Sitting on the pot is Okie speak for sitting on the toilet, which surely the elegant waiter comprehended because he was standing right behind him for that last menu interpretation, stifling a laugh.
"And," Eddie chimed in, "maybe Rosemary was on shrooms and smoking pot, watching the chicken poop."
Since Daddy and Eddie were both born with built-in loudspeakers, they'd never uttered a sound less than ninety decibels. A hush fell over conversations from other tables. The flute player rested his instrument. Focus was then on us, the entertainment. The patrons gazed at us like we were a traveling road show. "Aw, look at the freaks, aren't they cute?"
"Do you have questions about any of the dishes, or are you ready to order?" Shane asked in polite amusement.
"We ain't ready yet," Mama replied.
"I shall return in a moment then," he said with a smile.
"Dishes?" Russell said, sarcastically. "What am I supposed to ask about, a plate?"
"Don't start," Mama warned.
"I thought we was here to eat," he continued with a straight face, "but never mind, let's talk about dishes. Okay, I have a question about dishes. Are they dem fancy ones from China, or was you just wanting me to worsh the dishes?"
Mama's reserve weakened and she covered her face with the menu, laughing. The smiling waiter--probably returned so not to miss anything--assured Russell he didn't have to wash the dishes.
I attempted death by butter knife.
Mama's eyes widened. "We can't eat here, Morris. Look," she whispered, pointing at the prices on the menu.
"E-Gads!" Daddy yelled. "That's a month's rent. And for a yak's foot."
Mama stood and grabbed her purse from behind the chair. "Let's go."
"Can't," Daddy bellowed. "Eddie just inhaled the third basket of bread."
I concentrated on being invisible by creating a menu fort.

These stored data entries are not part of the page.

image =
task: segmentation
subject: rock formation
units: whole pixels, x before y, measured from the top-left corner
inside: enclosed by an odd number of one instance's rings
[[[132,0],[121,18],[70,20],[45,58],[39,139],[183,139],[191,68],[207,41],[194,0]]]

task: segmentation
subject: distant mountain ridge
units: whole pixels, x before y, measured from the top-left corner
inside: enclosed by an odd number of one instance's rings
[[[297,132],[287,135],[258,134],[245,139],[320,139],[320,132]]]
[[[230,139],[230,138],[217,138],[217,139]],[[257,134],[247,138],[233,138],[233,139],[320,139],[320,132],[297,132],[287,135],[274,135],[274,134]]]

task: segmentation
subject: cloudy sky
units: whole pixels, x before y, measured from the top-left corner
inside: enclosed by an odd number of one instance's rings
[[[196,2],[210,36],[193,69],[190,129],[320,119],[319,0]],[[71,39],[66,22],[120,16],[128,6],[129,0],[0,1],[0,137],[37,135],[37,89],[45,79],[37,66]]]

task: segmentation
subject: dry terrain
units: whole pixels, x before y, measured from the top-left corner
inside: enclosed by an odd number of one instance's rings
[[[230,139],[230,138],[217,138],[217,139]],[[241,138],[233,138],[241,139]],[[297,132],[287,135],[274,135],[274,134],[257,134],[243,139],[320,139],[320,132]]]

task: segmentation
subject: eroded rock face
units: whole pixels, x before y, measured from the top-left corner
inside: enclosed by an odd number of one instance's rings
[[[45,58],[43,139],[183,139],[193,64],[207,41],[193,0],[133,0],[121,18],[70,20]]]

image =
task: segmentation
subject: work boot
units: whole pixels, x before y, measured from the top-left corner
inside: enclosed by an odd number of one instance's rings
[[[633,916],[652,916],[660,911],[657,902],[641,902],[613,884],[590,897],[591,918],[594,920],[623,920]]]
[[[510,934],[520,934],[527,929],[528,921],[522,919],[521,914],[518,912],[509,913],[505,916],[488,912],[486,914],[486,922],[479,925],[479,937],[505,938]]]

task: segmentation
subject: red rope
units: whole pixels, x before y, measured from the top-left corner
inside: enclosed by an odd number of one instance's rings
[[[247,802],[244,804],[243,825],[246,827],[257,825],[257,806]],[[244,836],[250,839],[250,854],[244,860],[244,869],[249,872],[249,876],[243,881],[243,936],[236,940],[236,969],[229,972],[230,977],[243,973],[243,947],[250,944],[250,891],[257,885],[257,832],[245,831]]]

The fort wasn't concealing enough, so I pretended to drop something under the table. That worked. I wished I'd thought of it sooner. Long draping tablecloths are a beautiful thing. The missing detail was a position. Fetal. Better. All set.
In solitary isolation under the table, I stared at all the relaxed feet: ankles with tattoos of Indian symbols, painted toenails, and Jesus sandals. There was a commotion above with Mama ordering an iced tea. Apparently, in dialect confusion, it took three of the wait staff to figure out what "Ahs Taay" meant.
Someone kicked me.
"Get up; time to eat," Mama blurted.
I got up too fast, bumped my head, and then wiggled my way back to my seat where Beth said, "You have an imprint of the patio floor on your face."
They all admired my mosaic half-face.
"Where'd this come from?" I asked, pointing to the three platters of assorted appetizers.
"Well," Daddy said, "let me introduce you to this classy gentleman here who wanted to buy us appetizers on account of we're new and all, and to welcome us to the neighborhood."
As I reached out to shake his hand, Eddie belched loud enough to rattle teeth. Beth grabbed her fork and stabbed Eddie in the hand. Eddie howled. Russ flicked a tomato wedge at him. Mama bonked each of them with the menu, and I locked eyes with the man; the brief connection allowed me to see us through his eyes--savages--and I returned to my hideaway under the table.